Description
Description
This Named Entity Recognition (NER) model is specifically trained to extract critical information from clinical and biomedical text related to oncology. The model recognizes 6 main cancer types:
CNS Tumor Type: Tumors originating in the central nervous system, including brain and spinal cord tumors.
Carcinoma Type: Cancers arising from epithelial cells, which are the most common type of cancer, including breast, lung, and colorectal carcinomas.
Leukemia Type: Cancers of the blood and bone marrow, characterized by the abnormal proliferation of white blood cells.
Lymphoma Type: Cancers of the lymphatic system, affecting lymphocytes (a type of white blood cell), including Hodgkin and non-Hodgkin lymphomas.
Melanoma: A type of skin cancer originating from melanocytes, the cells that produce pigment.
Sarcoma Type: Cancers arising from connective tissues, such as bone, cartilage, fat, muscle, or vascular tissues.
Other_Tumors: All benign tumors (such as lipoma, fibroma, hemangioma, neurofibroma, osteochondroma, adenoma, papilloma, chordoma etc.) go under this entity.
The model also extracts the following items, which provide crucial context for cancer diagnosis, treatment, and prognosis.
Metastasis: Recognizes terms related to the spread of cancer to different parts of the body, including mentions of metastatic sites and related clinical descriptions.
Biomarker: Extracts entities related to cancer biomarkers, including genetic markers, protein levels, and other measurable indicators used for cancer diagnosis, prognosis, and treatment response.
Biomarker_Quant: Extracts numerical measurements or values associated with the biomarker.
Biomarker_Result: Extracts descriptive or categorical assessments of the biomarker status.
Body Site: Knowing the primary site of the tumor is essential for diagnosis and treatment planning.
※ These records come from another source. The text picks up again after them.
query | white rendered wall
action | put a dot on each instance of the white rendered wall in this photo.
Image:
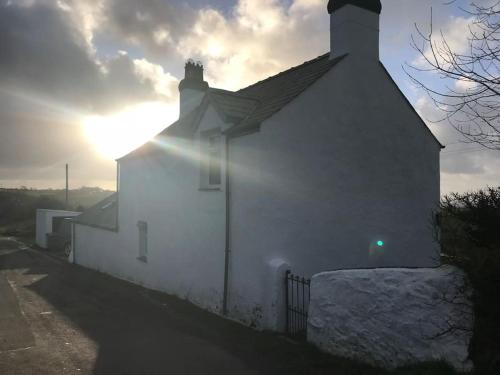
(189, 99)
(44, 223)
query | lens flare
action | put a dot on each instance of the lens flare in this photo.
(117, 134)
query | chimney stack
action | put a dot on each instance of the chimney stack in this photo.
(354, 28)
(192, 88)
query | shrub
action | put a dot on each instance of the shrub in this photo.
(470, 238)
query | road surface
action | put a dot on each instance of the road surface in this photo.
(58, 318)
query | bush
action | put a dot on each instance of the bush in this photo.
(470, 238)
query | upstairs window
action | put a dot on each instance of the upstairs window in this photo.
(214, 173)
(211, 151)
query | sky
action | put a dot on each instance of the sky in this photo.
(83, 82)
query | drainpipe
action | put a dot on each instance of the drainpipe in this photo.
(73, 242)
(227, 240)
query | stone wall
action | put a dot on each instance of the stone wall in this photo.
(393, 317)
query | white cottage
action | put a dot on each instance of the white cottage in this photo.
(321, 167)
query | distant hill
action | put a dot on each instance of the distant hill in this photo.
(83, 197)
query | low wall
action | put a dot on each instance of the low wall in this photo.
(393, 317)
(44, 223)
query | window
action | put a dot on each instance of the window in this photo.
(211, 149)
(143, 240)
(214, 177)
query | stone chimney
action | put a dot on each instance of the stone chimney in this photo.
(354, 28)
(192, 88)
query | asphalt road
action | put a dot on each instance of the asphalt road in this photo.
(58, 318)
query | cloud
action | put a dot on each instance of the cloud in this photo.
(258, 39)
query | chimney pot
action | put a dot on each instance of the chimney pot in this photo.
(354, 28)
(192, 88)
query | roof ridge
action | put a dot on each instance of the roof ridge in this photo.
(214, 90)
(285, 71)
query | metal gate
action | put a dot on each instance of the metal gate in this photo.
(297, 304)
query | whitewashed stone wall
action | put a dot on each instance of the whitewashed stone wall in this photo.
(393, 317)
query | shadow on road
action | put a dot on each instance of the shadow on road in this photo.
(139, 331)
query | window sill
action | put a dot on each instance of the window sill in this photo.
(215, 188)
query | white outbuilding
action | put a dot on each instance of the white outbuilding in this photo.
(321, 167)
(44, 221)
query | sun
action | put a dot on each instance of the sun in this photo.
(115, 135)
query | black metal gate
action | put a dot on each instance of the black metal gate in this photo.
(297, 304)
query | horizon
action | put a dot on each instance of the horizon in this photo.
(110, 83)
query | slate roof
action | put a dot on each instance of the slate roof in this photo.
(277, 91)
(248, 107)
(102, 215)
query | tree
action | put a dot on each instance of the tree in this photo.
(468, 92)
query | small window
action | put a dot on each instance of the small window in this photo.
(143, 240)
(211, 150)
(214, 177)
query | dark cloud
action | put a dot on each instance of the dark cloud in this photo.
(49, 79)
(41, 51)
(154, 25)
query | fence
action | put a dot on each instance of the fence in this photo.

The body site where the cancer originates often determines the type of cancer and influences therapeutic approaches.
Predicted Entities
Biomarker, Biomarker_Quant, Biomarker_Result, Body_Site, CNS_Tumor_Type, Carcinoma_Type, Leukemia_Type, Lymphoma_Type, Melanoma, Metastasis, Other_Tumors, Sarcoma_Type
How to use
document_assembler = DocumentAssembler()\
.setInputCol("text")\
.setOutputCol("document")
sentence_detector = SentenceDetectorDLModel.pretrained("sentence_detector_dl", "en")\
.setInputCols(["document"])\
.setOutputCol("sentence")
tokenizer = Tokenizer()\
.setInputCols(["sentence"])\
.setOutputCol("token")
clinical_embeddings = WordEmbeddingsModel.pretrained('embeddings_clinical', "en", "clinical/models")\
.setInputCols(["sentence", "token"])\
.setOutputCol("embeddings")
ner_model = MedicalNerModel.pretrained('ner_cancer_types', "en", "clinical/models")\
.setInputCols(["sentence", "token","embeddings"])\
.setOutputCol("ner")
ner_converter = NerConverterInternal()\
.setInputCols(['sentence', 'token', 'ner'])\
.setOutputCol('ner_chunk')
pipeline = Pipeline(stages=[
document_assembler,
sentence_detector,
tokenizer,
clinical_embeddings,
ner_model,
ner_converter
])
sample_texts = ["""
We report a case of CD3 negative, CD20 positive T-cell prolymphocytic leukemia (T-PLL). The leukemic cells were negative for surface CD3, CD2, and CD7 and strongly positive for CD20.
T-cell lineage markers such as CD4, CD5, and cytoplasmic CD3 were also positive. A monoclonal rearrangement of the T-cell receptor (TCR) β chain gene was detected.
CD3 negative T-PLL has been reported often, but CD20 positive T-PLL has not. We reviewed seven cases of CD20 positive immature and mature T-cell leukemias, including the present case.
Three were immature T-cell leukemias (acute lymphoblastic leukemia), and four were mature T-cell leukemias (granular lymphocytic leukemia, small lymphocytic lymphoma/chronic lymphocytic leukemia,
adult T-cell leukemia, and the present case).
"""]
data = spark.createDataFrame(sample_texts, StringType()).toDF("text")
result = pipeline.fit(data).transform(data)
document_assembler = nlp.DocumentAssembler()\
.setInputCol("text")\
.setOutputCol("document")
sentence_detector = nlp.SentenceDetectorDLModel.pretrained("sentence_detector_dl", "en")\
.setInputCols(["document"])\
.setOutputCol("sentence")
tokenizer = Tokenizer()\
.setInputCols(["sentence"])\
.setOutputCol("token")
clinical_embeddings = nlp.WordEmbeddingsModel.pretrained('embeddings_clinical', "en", "clinical/models")\
.setInputCols(["sentence", "token"])\
.setOutputCol("embeddings")
ner_model = medical.NerModel.pretrained('ner_cancer_types', "en", "clinical/models")\
.setInputCols(["sentence", "token","embeddings"])\
.setOutputCol("ner")
ner_converter = medical.NerConverterInternal()\
.setInputCols(['sentence', 'token', 'ner'])\
.setOutputCol('ner_chunk')
pipeline = nlp.Pipeline(stages=[
document_assembler,
sentence_detector,
tokenizer,
clinical_embeddings,
ner_model,
ner_converter
])
sample_texts = ["""
We report a case of CD3 negative, CD20 positive T-cell prolymphocytic leukemia (T-PLL). The leukemic cells were negative for surface CD3, CD2, and CD7 and strongly positive for CD20.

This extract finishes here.